In the late-’90s BNSF reopened a third route connecting the Midwest (including the now booming oil fields) and the Northwest, the once-mothballed Stampede Pass over the Cascade Mountains. Overall, the railway’s been booming like crazy since then. 2014 should be a record for the railroad, thanks largely to crude oil shipments. But, after this past winter, the Bakken fields’ associated rail network is one big traffic snarl, and the railway is pouring money and manpower into the region to untangle it: 500 locomotives, 5,000 railcars, 300 new crew members. Of course, the company’s interest is in getting oil out of the region, but a cruel side effect of the jam is crushing delays within the United States’ passenger rail system.
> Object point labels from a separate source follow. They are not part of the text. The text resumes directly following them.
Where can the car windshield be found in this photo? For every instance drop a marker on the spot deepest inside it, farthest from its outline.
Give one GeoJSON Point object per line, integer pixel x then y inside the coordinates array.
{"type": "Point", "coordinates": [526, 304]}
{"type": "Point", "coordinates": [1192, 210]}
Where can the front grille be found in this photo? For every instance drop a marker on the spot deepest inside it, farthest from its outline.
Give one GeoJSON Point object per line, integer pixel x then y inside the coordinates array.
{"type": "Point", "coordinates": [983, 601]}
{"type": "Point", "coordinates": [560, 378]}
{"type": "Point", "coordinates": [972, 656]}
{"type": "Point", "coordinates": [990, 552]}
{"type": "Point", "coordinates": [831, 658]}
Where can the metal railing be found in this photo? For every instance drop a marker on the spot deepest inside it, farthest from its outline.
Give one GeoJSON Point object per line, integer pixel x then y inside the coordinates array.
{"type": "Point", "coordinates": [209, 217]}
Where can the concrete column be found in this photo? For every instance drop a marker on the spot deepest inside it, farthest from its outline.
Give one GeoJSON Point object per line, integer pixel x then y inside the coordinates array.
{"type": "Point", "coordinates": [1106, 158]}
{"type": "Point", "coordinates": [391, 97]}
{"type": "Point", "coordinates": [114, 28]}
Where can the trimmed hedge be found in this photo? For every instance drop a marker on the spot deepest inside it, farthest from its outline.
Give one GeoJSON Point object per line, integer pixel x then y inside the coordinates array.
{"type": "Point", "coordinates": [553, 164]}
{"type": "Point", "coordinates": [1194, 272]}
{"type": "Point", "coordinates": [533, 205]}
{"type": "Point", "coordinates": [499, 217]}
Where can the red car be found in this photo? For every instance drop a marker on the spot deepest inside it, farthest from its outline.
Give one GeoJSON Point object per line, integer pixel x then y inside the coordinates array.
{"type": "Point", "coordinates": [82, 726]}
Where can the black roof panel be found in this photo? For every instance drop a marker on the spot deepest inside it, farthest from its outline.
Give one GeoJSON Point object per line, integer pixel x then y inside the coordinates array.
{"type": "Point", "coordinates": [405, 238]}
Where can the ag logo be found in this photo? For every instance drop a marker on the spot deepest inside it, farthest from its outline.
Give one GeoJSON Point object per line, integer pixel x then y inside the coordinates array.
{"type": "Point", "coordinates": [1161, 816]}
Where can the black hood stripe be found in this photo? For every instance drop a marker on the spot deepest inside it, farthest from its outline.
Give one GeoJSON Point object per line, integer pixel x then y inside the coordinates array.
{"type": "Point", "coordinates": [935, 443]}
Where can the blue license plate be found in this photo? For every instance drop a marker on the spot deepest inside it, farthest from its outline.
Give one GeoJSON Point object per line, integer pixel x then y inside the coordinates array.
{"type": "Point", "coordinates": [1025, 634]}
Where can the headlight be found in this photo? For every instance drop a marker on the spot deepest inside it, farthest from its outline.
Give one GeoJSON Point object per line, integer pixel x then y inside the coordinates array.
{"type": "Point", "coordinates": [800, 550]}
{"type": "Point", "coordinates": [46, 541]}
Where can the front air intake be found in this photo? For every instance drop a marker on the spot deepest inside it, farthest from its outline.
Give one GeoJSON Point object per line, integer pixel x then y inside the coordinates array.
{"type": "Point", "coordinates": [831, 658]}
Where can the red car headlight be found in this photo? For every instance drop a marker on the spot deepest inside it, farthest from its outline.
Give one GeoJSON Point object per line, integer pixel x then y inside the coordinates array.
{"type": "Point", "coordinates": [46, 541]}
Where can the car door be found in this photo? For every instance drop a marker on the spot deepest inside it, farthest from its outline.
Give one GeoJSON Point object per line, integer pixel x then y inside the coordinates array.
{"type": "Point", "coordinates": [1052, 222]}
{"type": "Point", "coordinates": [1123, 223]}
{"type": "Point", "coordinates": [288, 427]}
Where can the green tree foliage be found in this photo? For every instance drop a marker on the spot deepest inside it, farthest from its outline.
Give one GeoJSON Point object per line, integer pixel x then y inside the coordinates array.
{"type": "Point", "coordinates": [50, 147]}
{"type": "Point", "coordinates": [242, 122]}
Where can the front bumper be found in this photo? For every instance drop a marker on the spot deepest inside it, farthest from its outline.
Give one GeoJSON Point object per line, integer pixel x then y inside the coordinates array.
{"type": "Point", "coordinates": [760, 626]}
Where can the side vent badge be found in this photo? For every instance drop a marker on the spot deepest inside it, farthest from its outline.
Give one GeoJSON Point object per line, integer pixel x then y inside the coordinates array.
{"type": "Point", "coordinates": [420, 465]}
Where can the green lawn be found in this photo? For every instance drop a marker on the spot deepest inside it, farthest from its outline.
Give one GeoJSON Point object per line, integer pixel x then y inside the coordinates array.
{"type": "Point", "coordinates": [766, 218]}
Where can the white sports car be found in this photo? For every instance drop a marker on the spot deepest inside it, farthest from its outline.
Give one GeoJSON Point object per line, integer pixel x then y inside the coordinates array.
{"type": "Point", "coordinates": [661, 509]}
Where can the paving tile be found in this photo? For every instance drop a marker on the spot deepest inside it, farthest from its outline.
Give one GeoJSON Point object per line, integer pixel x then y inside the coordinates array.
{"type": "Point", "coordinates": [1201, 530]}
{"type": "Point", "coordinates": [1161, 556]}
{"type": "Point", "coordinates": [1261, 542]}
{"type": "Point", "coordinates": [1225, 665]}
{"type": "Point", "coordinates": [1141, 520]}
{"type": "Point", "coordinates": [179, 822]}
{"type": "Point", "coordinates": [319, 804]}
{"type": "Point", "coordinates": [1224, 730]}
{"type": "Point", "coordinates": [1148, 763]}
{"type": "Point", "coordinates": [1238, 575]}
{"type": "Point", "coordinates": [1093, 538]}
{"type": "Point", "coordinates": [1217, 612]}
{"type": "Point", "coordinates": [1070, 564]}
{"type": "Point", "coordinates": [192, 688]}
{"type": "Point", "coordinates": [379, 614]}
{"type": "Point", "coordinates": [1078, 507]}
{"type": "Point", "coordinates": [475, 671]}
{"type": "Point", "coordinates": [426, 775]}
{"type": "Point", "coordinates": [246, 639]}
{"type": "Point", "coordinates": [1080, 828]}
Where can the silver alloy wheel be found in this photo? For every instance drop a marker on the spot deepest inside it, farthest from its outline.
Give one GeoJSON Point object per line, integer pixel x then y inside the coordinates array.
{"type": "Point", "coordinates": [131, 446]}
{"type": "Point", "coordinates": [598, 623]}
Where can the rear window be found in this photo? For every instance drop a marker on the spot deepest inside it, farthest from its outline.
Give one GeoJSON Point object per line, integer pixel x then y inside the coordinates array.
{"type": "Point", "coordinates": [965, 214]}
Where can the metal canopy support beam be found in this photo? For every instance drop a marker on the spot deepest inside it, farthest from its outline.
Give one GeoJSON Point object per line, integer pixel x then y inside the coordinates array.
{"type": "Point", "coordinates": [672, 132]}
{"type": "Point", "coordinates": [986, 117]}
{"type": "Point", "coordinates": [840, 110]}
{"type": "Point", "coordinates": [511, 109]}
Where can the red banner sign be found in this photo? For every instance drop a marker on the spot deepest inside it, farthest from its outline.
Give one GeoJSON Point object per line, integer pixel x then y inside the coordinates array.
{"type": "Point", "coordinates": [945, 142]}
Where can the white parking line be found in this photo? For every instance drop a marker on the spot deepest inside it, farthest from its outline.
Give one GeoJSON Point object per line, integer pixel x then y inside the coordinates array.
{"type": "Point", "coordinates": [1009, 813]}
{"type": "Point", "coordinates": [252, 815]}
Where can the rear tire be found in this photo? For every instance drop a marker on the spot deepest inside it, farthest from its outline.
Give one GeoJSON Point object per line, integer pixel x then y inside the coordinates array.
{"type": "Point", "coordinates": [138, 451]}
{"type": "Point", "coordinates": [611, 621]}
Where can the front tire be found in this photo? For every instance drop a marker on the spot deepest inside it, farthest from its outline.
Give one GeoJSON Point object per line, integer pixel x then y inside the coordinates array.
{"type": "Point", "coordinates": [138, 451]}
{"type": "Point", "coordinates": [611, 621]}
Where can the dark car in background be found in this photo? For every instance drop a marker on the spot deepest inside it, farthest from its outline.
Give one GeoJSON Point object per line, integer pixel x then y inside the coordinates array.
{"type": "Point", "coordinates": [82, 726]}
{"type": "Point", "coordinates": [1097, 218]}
Those systems, dominated by state-pseudo-owned railway Amtrak, typically run on tracks owned by freight railways—leasing trackage rights—except in a few special areas, like California, the Northeast Corridor, and parts of Michigan and New York state. Elsewhere, particularly across the country’s midsection, passenger trains are at the mercy of private freight-hauling corporations. If you’ve ever made a cross-country rail trek, you are most likely already aware that on-time performance just isn’t a relevant concept. Last month, the Empire Builder, the Amtrak route that travels from Chicago to Portland and Seattle via BNSF’s Northern Transcon, was on-schedule 17.4 percent of the time.

We’re not talking about minutes either. The westbound Empire Builder is scheduled to pass through here at eight in the morning; usually, it shows up mid-afternoon, if not eveningtime. Finally, at the beginning of this month, Amtrak took the rare step of admitting defeat. It changed the schedule, padding an extra three hours onto the eastbound train schedule and an hour on the westbound (which is still hardcore wishful thinking or a total delusion). The pleasure of spending nine hours at a lonesome Midwestern rail station in the dead of winter for a late train is a distinctly American feeling (or Siberian, perhaps), putting the shitty microwaved cafe car food and overpriced Heineken into perspective, if the train isn’t out of both already.

Perhaps even more pressing is the situation in Minneapolis, as BNSF delays hit the Twin Cities’ local commuter line, the Northstar. Freight delays have put not only the entire existence of the (relatively new) service in jeopardy, but a forthcoming light-rail line as well. As is typical, the BNSF response is petulance. From a recent Minneapolis StarTribute editorial: “As BNSF Vice President Bob Lease points out, the conflict with commuter rail is almost unavoidable; the system is built for freight, which tolerates a degree of delay that commuters cannot abide.”

Unfortunately, as much of a shrug as Lease’s comment is, he has a point. Passenger rail service shouldn’t have to rely on freight rail companies being nice. Passenger rail needs public investment—new, faster tracks—and it needs the teeth to punish its corporate landlords for 17.4 percent on-time performance, when that performance is nigh entirely at the whims of said landlord.